Die Geschichte von DVERI - PAX

Dveri Pax
Die historische Verbindung des Jahringhofs mit dem Stift Admont geht bis ins Jahr 1239 zurück. In jener Zeit gehörte das Anwesen dem Edlen Rudolf von Wittenswald, welcher es als Zeichen seiner Dankbarkeit der Kirche übermachte. Der Bischof Konrad I von Salzburg wies den Jahringhof dann 1239 dem Benediktinerstift Admont zu.

1939, nach dem Anschluss Österreichs an das Dritte Reich, wurde das Stift Admont enteignet, und der Jahringhof wurde unter die Verwaltung des Bistums Marburg (Maribor) gestellt. Nach der Besetzung Jugoslawiens wurde das Anwesen der deutschen Militärverwaltung eingegliedert. Nach dem Ende des zweiten Weltkriegs schließlich wurde der Besitz 1945 komplett beschlagnahmt. Der Jahringhof, das Gut Železne Dveri sowie die anderen Besitztümer der Region Bad Radkersburg (Radgona) wurden verstaatlicht.

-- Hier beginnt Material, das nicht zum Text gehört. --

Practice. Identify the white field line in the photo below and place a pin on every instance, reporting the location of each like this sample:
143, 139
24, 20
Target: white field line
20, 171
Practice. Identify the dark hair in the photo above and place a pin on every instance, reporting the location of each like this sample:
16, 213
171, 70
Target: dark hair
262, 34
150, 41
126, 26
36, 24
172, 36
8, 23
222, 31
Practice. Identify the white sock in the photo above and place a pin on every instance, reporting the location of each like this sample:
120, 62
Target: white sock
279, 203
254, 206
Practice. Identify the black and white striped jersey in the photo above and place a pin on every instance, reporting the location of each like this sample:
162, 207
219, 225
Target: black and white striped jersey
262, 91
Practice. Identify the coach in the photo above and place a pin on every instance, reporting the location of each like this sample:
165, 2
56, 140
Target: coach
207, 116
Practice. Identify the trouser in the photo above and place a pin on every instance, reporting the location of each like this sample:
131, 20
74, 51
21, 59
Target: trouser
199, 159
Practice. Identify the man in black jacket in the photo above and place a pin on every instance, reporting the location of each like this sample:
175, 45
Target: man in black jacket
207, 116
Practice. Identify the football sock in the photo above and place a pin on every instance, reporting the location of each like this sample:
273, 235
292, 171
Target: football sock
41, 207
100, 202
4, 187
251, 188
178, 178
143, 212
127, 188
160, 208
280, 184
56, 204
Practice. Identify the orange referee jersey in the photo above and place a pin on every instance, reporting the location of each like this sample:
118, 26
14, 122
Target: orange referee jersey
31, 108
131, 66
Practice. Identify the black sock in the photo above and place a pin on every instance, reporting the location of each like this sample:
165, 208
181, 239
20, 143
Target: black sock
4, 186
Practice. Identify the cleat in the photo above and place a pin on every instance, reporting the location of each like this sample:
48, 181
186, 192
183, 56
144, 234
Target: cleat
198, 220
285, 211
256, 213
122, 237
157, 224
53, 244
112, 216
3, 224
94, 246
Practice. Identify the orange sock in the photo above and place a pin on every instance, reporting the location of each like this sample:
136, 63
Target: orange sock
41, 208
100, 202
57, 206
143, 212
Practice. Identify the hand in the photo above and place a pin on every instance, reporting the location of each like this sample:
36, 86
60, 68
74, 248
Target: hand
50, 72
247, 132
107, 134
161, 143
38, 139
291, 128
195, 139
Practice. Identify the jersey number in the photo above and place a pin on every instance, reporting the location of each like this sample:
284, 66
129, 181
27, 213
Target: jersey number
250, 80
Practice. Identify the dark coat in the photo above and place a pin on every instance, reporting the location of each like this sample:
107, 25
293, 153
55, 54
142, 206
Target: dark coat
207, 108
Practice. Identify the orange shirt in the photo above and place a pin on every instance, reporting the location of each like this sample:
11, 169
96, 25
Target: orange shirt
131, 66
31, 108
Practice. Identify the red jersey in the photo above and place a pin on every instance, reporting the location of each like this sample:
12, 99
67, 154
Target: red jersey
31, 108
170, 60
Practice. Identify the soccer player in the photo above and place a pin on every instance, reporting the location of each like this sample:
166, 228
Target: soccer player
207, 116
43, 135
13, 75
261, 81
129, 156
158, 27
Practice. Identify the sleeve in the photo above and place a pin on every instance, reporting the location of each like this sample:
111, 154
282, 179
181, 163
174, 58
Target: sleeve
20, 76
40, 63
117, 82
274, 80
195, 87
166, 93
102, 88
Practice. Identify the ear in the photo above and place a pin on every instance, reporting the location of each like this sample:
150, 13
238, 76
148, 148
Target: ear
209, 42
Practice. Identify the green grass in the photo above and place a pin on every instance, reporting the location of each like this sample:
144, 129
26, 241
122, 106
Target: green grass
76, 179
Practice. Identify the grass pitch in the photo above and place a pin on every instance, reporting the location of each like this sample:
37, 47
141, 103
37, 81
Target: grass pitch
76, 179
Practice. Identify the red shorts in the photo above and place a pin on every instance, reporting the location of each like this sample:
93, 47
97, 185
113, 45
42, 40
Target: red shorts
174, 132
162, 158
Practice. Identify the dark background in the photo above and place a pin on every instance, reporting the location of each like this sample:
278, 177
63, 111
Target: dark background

Nach dem Umschlagen des politischen Klimas und der Unabhängigkeit Sloweniens im Jahre 1991 wurden Verhandlungen über die Rückgabe der beschlagnahmten Besitztümer an den rechtmäßigen Forderer, das Benediktinerpriorat Marburg, aufgenommen. Das Priorat nutzte einen Teil des zurückerhaltenen Besitzes, um das Unternehmen Dveri-Pax d.o.o. zu gründen. Der Weinberg und die verfallenen Gebäude bedurften dringend der Renovierung, und diese benötigte Kapital. Dieses wurde erlangt, indem ein Teil des Unternehmens Dveri-Pax d.o.o. an die Benediktiner von Admont verkauft wurde, die, wie schon oben erwähnt, durch historische Bande mit dem Gut verknüpft waren. Sie kauften 2005 auch den verbleibenden Anteil des Unternehmens Dveri-Pax und wurden so zum alleinigen Eigentümer.